Meena Bose, director of Hofstra’s Kalikow Center for the Study of the American Presidency, had just arrived at the Hempstead university that year, and she recalled that Bush and his wife, Barbara, made themselves amazingly available to dignitaries and students alike.
Bose and Himmelfarb recalled how the Bushes stood for 90 minutes so that about 200 people at a special dinner with them could have their photographs taken with them. Later Bush met with students, they said, and answered any and all questions, no matter how challenging.
Unlike most of the presidents subject to the other 11 presidential conferences, Himmelfarb said, Bush urged all of his top officials to participate, and they did, including his vice president, Dan Quayle; defense secretary, Dick Cheney; and his chief of staff and later secretary of state, James Baker.
As a testament to Bush’s ability to make friends of foreign leaders, former Soviet Union leader Mikhail Gorbachev appeared and praised Bush, saying, “President Bush and I were able to put world politics on a new track to a new century."
“The conference on Bush probably was the highlight of our presidential conferences,” Bose said.
It was the 10th conference, with a 74-page program and 34 panels on everything from his campaigns to his breaking of his memorable pledge — “Read my Lips: no new taxes” — to his invasion of Panama and appointment of Clarence Thomas to the Supreme Court. It produced four volumes of academic papers.

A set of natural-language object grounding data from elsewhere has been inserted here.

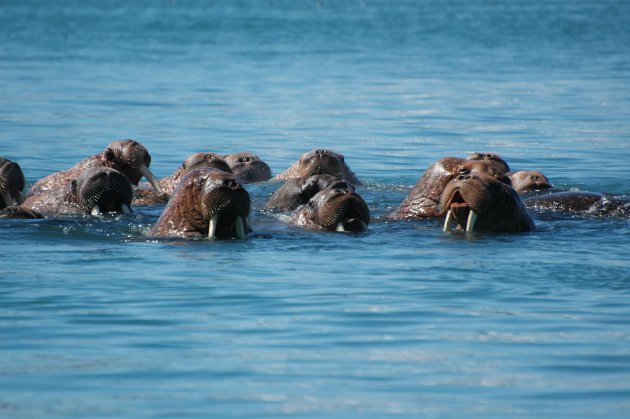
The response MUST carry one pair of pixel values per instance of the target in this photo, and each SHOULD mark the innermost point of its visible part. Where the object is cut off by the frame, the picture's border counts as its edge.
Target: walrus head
(298, 191)
(335, 210)
(132, 159)
(101, 189)
(492, 158)
(15, 211)
(11, 183)
(529, 180)
(481, 202)
(207, 203)
(248, 168)
(317, 162)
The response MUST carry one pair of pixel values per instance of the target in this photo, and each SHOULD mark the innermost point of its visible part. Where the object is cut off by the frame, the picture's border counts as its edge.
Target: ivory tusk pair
(152, 180)
(470, 223)
(125, 209)
(239, 226)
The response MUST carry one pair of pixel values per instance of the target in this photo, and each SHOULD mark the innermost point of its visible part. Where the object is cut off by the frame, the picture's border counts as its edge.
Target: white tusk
(152, 180)
(19, 198)
(449, 219)
(472, 220)
(212, 226)
(8, 199)
(240, 228)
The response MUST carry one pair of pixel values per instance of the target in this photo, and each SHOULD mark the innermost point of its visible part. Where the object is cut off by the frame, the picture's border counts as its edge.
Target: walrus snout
(341, 210)
(11, 183)
(102, 190)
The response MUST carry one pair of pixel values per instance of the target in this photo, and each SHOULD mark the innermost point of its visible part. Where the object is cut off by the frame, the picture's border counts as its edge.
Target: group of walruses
(205, 196)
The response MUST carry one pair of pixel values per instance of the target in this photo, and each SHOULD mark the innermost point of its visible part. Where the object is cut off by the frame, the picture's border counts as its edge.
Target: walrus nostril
(231, 183)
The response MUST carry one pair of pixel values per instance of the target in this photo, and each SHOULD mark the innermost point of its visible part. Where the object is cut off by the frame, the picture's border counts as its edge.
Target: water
(403, 320)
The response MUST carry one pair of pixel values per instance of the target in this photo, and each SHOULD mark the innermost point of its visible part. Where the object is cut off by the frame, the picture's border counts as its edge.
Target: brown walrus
(129, 157)
(18, 212)
(481, 202)
(248, 167)
(493, 158)
(11, 183)
(146, 196)
(588, 204)
(333, 210)
(298, 191)
(206, 203)
(524, 181)
(318, 162)
(97, 190)
(424, 199)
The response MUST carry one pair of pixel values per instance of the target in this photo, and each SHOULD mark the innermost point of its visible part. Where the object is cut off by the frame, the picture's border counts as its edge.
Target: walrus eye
(109, 154)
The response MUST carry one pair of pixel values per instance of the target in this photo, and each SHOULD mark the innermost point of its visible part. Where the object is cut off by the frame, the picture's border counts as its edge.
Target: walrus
(493, 158)
(146, 196)
(424, 199)
(318, 162)
(333, 210)
(479, 201)
(97, 190)
(524, 181)
(206, 203)
(588, 204)
(298, 191)
(11, 183)
(19, 212)
(248, 167)
(129, 157)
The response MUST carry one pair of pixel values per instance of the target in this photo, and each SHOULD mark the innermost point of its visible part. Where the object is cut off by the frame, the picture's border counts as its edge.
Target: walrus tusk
(8, 199)
(240, 228)
(449, 219)
(19, 198)
(472, 220)
(152, 180)
(212, 226)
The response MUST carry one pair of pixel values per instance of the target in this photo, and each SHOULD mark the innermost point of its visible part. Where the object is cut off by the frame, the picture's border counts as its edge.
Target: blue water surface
(405, 320)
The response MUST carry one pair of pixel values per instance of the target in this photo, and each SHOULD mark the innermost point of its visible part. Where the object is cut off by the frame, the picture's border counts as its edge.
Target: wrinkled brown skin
(11, 183)
(524, 181)
(498, 206)
(298, 191)
(248, 167)
(424, 199)
(146, 195)
(492, 158)
(330, 207)
(126, 156)
(317, 162)
(587, 204)
(200, 194)
(101, 186)
(19, 212)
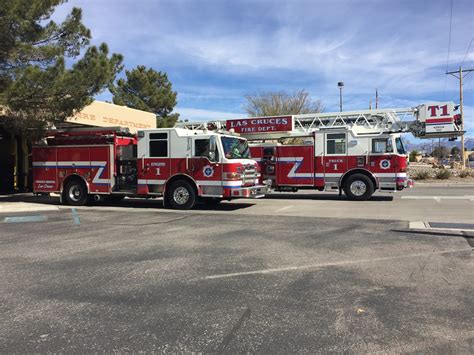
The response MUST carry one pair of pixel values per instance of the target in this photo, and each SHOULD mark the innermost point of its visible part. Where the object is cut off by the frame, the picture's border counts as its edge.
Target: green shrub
(465, 173)
(443, 174)
(422, 174)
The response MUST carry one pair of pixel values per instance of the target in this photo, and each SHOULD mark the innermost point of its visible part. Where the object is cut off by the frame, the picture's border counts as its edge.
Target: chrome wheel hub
(75, 193)
(181, 195)
(358, 188)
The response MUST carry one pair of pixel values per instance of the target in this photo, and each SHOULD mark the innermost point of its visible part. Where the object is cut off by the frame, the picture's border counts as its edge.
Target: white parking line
(438, 198)
(284, 208)
(334, 263)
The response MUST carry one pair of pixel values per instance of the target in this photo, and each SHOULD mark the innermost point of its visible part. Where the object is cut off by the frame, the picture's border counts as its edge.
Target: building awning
(103, 114)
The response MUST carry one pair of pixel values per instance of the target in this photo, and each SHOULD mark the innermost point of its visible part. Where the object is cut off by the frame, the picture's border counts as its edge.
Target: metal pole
(463, 160)
(340, 98)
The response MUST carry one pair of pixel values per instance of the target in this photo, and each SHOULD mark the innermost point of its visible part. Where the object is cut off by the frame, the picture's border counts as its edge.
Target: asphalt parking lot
(135, 277)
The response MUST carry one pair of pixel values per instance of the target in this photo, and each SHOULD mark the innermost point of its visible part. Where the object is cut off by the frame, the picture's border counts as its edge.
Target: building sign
(261, 124)
(103, 114)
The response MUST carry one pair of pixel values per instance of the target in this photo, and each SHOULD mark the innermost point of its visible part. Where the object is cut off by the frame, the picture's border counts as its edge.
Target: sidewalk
(27, 202)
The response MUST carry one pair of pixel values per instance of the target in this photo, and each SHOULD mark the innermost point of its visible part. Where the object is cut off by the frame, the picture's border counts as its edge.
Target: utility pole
(460, 74)
(340, 85)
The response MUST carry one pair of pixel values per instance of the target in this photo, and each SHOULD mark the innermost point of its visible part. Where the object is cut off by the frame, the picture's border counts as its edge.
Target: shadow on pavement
(320, 197)
(155, 203)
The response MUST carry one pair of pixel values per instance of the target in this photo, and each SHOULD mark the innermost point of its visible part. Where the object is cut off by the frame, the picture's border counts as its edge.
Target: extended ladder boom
(433, 120)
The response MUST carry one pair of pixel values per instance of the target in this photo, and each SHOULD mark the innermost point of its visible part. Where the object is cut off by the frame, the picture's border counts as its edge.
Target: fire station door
(295, 165)
(335, 158)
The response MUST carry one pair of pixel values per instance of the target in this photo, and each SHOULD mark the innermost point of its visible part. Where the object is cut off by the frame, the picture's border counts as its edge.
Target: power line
(449, 43)
(467, 52)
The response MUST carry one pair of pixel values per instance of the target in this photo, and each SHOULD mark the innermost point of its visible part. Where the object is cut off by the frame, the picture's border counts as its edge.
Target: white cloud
(195, 114)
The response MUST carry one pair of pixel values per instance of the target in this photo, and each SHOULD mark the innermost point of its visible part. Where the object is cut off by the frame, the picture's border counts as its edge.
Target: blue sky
(215, 51)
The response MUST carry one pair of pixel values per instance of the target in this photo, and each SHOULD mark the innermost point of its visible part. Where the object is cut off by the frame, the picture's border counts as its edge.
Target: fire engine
(179, 164)
(357, 152)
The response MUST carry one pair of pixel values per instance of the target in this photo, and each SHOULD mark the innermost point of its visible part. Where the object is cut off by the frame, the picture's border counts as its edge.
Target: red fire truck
(356, 152)
(180, 164)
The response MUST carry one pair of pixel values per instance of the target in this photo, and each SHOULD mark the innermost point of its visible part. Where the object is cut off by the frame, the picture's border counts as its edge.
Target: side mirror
(212, 155)
(212, 148)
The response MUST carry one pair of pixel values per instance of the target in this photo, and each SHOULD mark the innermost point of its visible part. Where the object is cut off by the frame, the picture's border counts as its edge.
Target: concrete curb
(14, 207)
(442, 184)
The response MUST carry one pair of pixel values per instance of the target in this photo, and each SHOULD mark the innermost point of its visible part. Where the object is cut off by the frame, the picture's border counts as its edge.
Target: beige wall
(103, 114)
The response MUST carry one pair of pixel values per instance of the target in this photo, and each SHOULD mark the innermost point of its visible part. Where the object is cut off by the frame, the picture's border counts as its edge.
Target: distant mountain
(427, 145)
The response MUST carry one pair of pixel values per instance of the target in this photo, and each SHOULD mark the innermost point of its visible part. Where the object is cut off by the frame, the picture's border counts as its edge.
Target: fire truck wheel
(358, 187)
(181, 195)
(75, 193)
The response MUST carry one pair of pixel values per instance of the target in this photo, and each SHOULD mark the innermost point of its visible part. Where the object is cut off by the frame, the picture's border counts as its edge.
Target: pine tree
(43, 76)
(147, 90)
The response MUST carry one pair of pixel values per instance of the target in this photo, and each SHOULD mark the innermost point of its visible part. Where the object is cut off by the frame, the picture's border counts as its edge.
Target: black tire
(358, 187)
(75, 193)
(180, 195)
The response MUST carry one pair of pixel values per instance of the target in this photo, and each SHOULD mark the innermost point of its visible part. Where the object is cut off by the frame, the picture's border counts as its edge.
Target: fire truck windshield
(235, 148)
(400, 147)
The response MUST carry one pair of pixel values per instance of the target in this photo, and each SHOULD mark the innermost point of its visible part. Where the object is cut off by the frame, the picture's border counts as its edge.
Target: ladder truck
(182, 165)
(355, 152)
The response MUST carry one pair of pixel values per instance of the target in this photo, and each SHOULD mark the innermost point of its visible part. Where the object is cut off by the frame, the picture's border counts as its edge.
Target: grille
(249, 175)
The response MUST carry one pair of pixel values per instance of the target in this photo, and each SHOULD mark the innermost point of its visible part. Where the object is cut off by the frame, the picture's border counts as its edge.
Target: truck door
(295, 165)
(383, 161)
(206, 167)
(335, 157)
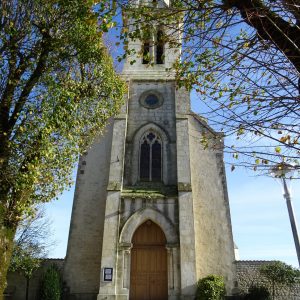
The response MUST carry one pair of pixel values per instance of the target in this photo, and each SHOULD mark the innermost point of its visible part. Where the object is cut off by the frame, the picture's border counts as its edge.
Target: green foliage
(51, 286)
(211, 287)
(24, 261)
(258, 293)
(243, 69)
(280, 275)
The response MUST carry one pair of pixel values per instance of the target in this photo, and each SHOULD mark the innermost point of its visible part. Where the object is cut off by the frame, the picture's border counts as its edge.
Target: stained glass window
(160, 48)
(146, 52)
(150, 157)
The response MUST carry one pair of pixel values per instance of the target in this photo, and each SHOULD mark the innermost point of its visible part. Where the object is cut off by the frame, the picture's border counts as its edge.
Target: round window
(151, 100)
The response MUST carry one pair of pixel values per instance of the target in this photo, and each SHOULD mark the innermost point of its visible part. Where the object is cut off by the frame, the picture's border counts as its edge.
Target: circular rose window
(151, 100)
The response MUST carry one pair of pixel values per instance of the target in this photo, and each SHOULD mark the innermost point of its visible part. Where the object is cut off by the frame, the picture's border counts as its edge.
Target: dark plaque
(107, 274)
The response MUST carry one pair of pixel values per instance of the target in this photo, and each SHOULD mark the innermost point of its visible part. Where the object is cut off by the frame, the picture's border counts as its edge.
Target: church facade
(150, 214)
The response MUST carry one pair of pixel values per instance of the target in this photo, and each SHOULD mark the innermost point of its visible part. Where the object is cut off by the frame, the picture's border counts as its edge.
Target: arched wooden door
(148, 275)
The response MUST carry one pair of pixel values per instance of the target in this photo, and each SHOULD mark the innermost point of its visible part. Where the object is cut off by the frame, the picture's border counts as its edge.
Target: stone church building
(150, 214)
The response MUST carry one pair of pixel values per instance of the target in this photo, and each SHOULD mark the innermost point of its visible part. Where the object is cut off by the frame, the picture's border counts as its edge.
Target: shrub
(51, 284)
(211, 287)
(257, 293)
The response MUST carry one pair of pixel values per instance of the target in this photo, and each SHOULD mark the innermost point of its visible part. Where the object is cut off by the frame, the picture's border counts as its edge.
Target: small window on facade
(146, 52)
(160, 48)
(150, 157)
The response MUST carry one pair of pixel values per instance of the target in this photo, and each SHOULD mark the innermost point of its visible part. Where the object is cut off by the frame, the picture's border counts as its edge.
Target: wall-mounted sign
(107, 274)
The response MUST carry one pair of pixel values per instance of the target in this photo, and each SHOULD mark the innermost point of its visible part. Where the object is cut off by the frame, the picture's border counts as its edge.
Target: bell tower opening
(149, 270)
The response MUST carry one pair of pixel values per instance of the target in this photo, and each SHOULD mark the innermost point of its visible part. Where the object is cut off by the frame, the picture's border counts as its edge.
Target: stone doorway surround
(125, 245)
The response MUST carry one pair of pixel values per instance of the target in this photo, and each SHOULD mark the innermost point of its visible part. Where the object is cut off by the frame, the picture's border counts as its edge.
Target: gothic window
(150, 157)
(146, 52)
(160, 48)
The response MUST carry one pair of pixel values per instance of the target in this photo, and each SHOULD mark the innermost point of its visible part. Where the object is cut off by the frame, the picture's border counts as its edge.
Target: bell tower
(151, 213)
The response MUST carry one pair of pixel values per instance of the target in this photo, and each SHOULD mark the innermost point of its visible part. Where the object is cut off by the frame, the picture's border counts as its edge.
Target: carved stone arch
(142, 216)
(136, 148)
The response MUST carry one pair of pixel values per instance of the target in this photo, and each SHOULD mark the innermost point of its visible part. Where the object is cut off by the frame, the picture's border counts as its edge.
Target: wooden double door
(148, 275)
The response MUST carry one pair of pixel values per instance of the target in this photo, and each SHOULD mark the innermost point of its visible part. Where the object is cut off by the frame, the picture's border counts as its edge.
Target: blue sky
(260, 221)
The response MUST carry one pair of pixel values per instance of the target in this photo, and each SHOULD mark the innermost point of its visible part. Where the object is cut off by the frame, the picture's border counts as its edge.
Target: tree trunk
(6, 247)
(27, 287)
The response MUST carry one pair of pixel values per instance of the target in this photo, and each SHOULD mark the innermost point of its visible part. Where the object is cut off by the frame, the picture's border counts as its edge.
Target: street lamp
(281, 171)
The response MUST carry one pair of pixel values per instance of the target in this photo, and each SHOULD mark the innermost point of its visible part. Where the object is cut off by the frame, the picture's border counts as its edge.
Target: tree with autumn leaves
(242, 59)
(58, 89)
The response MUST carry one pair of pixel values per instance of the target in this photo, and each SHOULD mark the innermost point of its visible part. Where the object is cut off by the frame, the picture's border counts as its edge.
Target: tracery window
(160, 47)
(150, 157)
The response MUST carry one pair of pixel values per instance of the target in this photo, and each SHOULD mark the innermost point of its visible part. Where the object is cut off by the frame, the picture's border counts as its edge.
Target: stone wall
(213, 234)
(82, 265)
(248, 274)
(16, 289)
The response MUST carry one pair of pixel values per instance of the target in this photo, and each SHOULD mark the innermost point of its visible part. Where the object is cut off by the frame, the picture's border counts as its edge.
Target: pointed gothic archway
(149, 269)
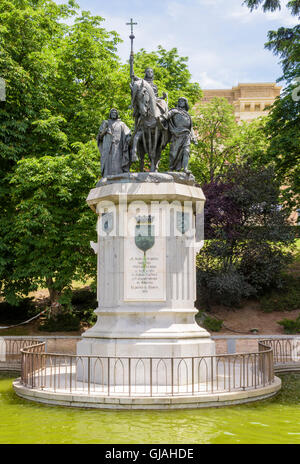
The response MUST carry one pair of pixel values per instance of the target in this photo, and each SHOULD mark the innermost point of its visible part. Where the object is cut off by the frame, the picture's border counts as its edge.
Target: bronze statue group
(155, 127)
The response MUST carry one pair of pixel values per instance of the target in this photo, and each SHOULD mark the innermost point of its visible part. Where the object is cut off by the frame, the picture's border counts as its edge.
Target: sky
(222, 39)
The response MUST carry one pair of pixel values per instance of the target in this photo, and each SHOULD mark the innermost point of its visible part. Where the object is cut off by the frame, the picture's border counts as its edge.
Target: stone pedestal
(147, 245)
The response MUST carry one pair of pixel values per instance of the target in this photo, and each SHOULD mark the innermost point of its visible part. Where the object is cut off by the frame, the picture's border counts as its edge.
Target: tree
(171, 74)
(247, 236)
(57, 78)
(215, 128)
(61, 81)
(283, 124)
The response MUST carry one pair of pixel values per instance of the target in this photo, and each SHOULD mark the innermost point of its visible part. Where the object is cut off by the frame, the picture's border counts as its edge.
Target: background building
(249, 100)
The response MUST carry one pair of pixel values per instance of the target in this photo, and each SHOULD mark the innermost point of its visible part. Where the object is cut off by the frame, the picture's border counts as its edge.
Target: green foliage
(212, 324)
(84, 302)
(15, 314)
(215, 127)
(283, 123)
(290, 326)
(286, 298)
(171, 74)
(53, 225)
(248, 238)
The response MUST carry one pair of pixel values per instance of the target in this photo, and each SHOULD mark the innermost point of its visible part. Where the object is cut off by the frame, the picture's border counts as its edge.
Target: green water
(273, 421)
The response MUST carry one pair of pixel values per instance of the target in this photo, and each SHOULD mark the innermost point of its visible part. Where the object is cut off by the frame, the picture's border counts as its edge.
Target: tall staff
(132, 37)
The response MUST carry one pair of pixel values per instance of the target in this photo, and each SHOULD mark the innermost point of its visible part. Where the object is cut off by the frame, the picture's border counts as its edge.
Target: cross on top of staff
(131, 24)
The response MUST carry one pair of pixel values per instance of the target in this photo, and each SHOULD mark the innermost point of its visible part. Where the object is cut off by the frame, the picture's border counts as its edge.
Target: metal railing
(148, 376)
(10, 351)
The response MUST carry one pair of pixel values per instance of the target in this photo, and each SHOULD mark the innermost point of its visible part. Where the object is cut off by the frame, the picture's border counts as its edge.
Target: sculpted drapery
(113, 143)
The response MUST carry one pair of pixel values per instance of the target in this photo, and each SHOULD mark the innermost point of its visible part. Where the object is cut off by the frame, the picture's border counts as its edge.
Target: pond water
(272, 421)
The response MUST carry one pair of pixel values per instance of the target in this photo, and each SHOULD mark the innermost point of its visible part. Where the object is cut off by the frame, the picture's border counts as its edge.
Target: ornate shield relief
(144, 234)
(107, 220)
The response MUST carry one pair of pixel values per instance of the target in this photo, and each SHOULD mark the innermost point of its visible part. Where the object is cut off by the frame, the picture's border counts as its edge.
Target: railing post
(89, 375)
(193, 376)
(151, 379)
(212, 373)
(108, 376)
(243, 386)
(129, 376)
(172, 376)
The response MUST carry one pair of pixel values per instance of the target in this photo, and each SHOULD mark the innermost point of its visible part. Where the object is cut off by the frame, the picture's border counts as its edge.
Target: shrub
(12, 313)
(63, 322)
(212, 324)
(285, 299)
(248, 237)
(290, 326)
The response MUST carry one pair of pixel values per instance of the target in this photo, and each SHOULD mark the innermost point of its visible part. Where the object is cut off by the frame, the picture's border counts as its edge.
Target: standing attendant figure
(113, 142)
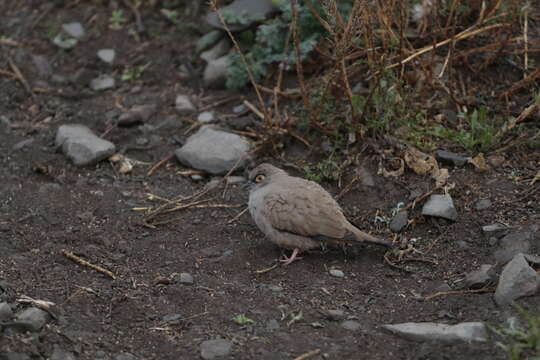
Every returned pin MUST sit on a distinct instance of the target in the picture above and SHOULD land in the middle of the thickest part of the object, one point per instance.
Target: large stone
(80, 145)
(248, 12)
(512, 244)
(213, 150)
(448, 334)
(517, 279)
(211, 349)
(440, 206)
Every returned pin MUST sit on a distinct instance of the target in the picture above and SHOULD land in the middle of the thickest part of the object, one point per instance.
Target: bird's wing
(304, 208)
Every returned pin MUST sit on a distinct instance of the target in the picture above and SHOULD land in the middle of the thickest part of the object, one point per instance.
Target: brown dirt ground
(90, 213)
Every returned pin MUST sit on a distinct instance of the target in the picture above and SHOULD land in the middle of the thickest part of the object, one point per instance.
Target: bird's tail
(367, 238)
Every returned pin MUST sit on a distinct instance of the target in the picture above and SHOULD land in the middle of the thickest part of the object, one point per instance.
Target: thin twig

In 2010, Bush and son George W. Bush came again to the Island to address 1,000 people at the Long Island Association, sitting in easy chairs and chatting comfortably as they looked back and defended their presidencies.
Overall, the conference warmly received Bush, said scholar Mark Rozell, who later co-authored the book, “Power and Prudence: The Presidency of George H.W. Bush,” and now the dean of the Schar School of Policy and Government at George Mason University in Arlington, Virginia.
At the conference, Rozell said, “The judgment then was somewhat closer to the conventional wisdom of Bush’s time: That he was not a visionary leader, that his presidency was more like a Reagan third term, where he was consolidating the achievements of his predecessor, but that he was not charting a new course.”
And now after the four presidents who have followed him, Rozell said, a new appreciation for how Bush handled the office of the presidency has emerged.
“His steady low-key incrementalist style looks a lot stronger today than it did two decades ago,” Rozell said.
“Many Americans pine for the kind of steady, stable leadership hand that Bush displayed. It wasn’t appreciated in its time, it lacked flash,” he said. “But I think people have seen enough of the theatrics in politics at the highest level to I think appreciate much more what’s been lost.”